|
Although heart failure cannot be cured, many treatments exist
for early-stage heart failure patients, including lifestyle changes, medications,
and surgery. However, for patients with end-stage heart disease, such treatments
are inadequate and device therapy or full heart replacement are the only viable
courses of action.
Heart Transplants
For several decades, heart transplants have been the gold standard of treatment
for end-stage Congestive Heart Failure (CHF) and certain types of Coronary Artery Disease (CAD). A heart transplant is the replacement
of a diseased heart with a healthy one from an organ donor.
As of December 2006, 40,363 heart transplants have been performed
in the United States. Nearly 85% of transplant recipients survive over one year
following the procedure, and 70% survive for over 5 years.
Approximately 228 medical centers perform heart transplants,
including 127 in the U.S. On average, over 3,000 transplants are performed worldwide
each year, including 2,125 in the U.S. in 2005.

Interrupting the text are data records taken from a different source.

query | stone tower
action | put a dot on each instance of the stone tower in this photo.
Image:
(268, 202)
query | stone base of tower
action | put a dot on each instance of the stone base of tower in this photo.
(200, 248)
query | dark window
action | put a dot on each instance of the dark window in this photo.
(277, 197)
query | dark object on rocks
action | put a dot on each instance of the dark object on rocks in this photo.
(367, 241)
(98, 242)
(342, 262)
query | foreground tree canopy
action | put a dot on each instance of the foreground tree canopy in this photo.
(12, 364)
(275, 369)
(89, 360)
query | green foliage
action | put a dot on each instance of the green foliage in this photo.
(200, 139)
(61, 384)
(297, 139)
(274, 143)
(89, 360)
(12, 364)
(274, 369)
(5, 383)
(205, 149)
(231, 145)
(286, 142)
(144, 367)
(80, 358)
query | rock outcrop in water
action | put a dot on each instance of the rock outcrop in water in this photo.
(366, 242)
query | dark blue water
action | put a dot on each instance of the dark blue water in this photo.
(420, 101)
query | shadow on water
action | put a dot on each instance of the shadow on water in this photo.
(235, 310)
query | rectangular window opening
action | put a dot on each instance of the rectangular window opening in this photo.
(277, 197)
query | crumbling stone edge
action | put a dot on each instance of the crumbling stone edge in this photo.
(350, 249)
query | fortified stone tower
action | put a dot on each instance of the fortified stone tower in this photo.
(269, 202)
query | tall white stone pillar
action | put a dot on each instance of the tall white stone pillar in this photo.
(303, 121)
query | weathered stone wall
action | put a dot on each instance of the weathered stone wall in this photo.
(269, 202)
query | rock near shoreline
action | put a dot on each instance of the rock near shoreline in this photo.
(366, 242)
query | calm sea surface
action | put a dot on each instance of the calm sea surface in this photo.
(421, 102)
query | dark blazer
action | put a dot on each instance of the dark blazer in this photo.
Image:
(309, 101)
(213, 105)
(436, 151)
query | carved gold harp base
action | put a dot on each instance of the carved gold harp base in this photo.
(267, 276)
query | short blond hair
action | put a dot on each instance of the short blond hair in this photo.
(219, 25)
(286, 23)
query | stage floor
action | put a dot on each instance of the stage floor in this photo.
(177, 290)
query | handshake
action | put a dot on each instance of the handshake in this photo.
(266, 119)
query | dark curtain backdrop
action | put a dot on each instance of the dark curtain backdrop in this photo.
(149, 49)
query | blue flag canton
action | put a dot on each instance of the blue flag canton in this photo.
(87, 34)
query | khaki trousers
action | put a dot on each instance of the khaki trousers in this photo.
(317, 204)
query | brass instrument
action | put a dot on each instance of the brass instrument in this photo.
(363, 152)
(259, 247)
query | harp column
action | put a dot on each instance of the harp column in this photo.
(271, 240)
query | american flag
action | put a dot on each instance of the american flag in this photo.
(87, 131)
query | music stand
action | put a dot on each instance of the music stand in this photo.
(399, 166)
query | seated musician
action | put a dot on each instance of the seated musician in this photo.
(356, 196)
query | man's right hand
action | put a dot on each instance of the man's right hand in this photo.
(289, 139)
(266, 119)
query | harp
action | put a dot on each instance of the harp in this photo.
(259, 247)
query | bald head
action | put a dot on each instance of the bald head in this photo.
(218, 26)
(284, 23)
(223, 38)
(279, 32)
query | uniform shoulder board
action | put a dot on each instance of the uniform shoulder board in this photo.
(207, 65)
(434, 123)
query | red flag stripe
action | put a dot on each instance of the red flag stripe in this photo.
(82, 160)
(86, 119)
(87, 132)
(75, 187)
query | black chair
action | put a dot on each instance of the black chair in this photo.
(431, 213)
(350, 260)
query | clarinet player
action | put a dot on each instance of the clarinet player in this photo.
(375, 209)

Candidates for transplant have irreparably damaged hearts,
are facing imminent death, and have otherwise viable vital organs. Even under
these strict criteria, the National Heart, Lung, and Blood Institute estimates
that as many as 100,000 Americans would benefit from a transplant each year. Of
these, fewer than 8,000 are ever placed on the national transplant waiting list,
and only 2,000 to 2,500 hearts become available for transplantation. Most patients
spend months or years waiting for a suitable donor heart and die before one becomes
available.
Furthermore, transplanted hearts generally fail 9.5 years (on
average) after implantation. Most patients will not be re-listed on the national
heart transplant list, since they would compete with people waiting for their
first transplant.
Ventricular Assist Devices (VADs)
VADs are implants designed to help the weakened heart pump blood. Most VADs are
designed to help the left ventricle (Left Ventricular Assist Devices or LVADs) pump oxygen-rich blood
throughout the body (typically by pulling blood from the left ventricle and pumping
it into the aorta). Some are designed to support the right ventricle (Right Ventricular Assist Devices or RVADs),
and a few are biventricular (BVADs).
In general, VADs fulfill one of the following functions:
- Bridge-to-recovery: Support the heart during a recovery
process in less severely ill patients under circumstances such as:
- - Weaning from a heart-lung machine following heart surgery;
- - Following severe cardiac arrest; or
- - Combating severe viral infections of the heart muscle.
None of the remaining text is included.